Слова его были встречены сочувственно.
Он ободрился:
– И, может бы, корова выросла бы о двух головах, да только что поп велел его утопить!..
И тут пошло!
– То еще не диво! – вскричал один. – Вот у нас под Смоленском панья одна, или, просто сказать, боярыня, принесла ребенка. И при нем все зубы. Да это еще что, – младенец сам себе имя провещал: «Назовите, говорит, меня Иваном!..» Дак поп его чуть в купель не выронил!..
– То к войне!..
– А у нас в Медвежьем бабка раны сшивает! Князь хотел ее к себе взять – не поехала: «Где, говорит, родилась, тут и умру!»
– А под Тверью у нас два года земля горела. Аж вся рыба в воде дымом пропахла!
– А у нас осенесь буря сделалась на Волге. И одного хрестьянина, и с телегой и с конем вместе, перенесло через Волгу… Ну, телега с лошадью потом нашлися, на сосну их закинуло… А человек – без вести!

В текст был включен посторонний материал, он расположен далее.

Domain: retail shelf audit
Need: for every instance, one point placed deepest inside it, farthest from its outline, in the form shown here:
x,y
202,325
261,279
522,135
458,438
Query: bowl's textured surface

– Все может быть, все может быть!..
– Эх, робята, – произнес один из воинов мечтательно, лежа на спине поверх разостланной епанчи и глядя в черное, как котел, небо, – хотел бы я в тех землях пожить, где темьян-ладан родится… в этом самом Ерусалиме!.. Про Ерусалим у нас рассказывал один богомол, странник: близко, дескать, его, где обитал он в гостинице, тут же, говорит, возле стены, в пещерке, пуп земной!..
Помолчали.
– Нам вот тоже поп рассказывал: на море-де, на Андреантическом, на окияне, этот ладан-темьян прямо с неба падает.
– Ну, эко диво! – не сдался другой. – У нас вот на Кидекше, как раз на Успеньев день, облако на луг упало, и сделался из его кисель!..
На этот раз молчанье было необыкновенно длительно. Кто-то вздохнул… Кто-то проглотил слюнки.
– Все может быть, все может быть! – произнес в раздумье старый воин.
– Да-а… – вырвалось от всей души у другого.
– Почаще бы нам, крестьянам, да по всем бы по деревням такие облака падали!..
– Ну, а что толку? – возразил кто-то с горькой насмешкой. – Все равно, покуда наш брат хрестьянин ложку из-за голенища вынет, князья-бояре весь кисель расхватают.
Послышался общий хохот.
– Это уж так!..
– Это истинно! Работному люду ничего не достанется!
И сам собою разговор свернулся на надвигающийся голод.
– Да-а! Еще урожай обмолотить не успели православные, а купцы уже по восьми кун за одну кадь ржи берут! Как дальше жить будем?
Эти последние слова произнес дородный дружинник – светлобородый силач, пышущий здоровьем. Несоответствие его внешности со словами о голоде вызвало у некоторых невольную шутку:
– Гляди, Иван, как бы ты от голоду не отощал вовсе: уж и так одни кости да кожа!
Воины засмеялись.
Однако дородный воин отнюдь не смутился этим и скоро заставил замолчать насмешников.
– Правильно, – спокойно возразил он. – Я-то не жалуюсь: сыт-питанен. Мы, дружинные, на княжеских хлебах живем, нам и горя мало! Ну, а старики твои, Митрий, или там сестры, братья, суседи?! А?! Замолк, нечего тебе сказать! А вот мне об этих днях из нашей деревни весть прислали: пишут, что сильно голодают в нашей округе. Уж траву-лебеду стали к мучке-то примешивать. Ребятишки пухнут от голоду. Старики мрут…
Его поддержали:
– Что говорить! Худо простому люду живется: и под боярами, и под татарами! А хуже нет голода!
Разговор пошел горестный, тяжелый.
Говорили и о чуме, которая нет-нет да и наведывалась в Новгород:
– Харкнет человек кровью – и по третьему дню готов!..
– Княжеский доктор говорит: этот, дескать, мор черный, его из-за моря привозят. Купцы.
– Да уж он знает, Аврам!.. Все, поди, черны книги прочел!.. Он многих в народе вылечил.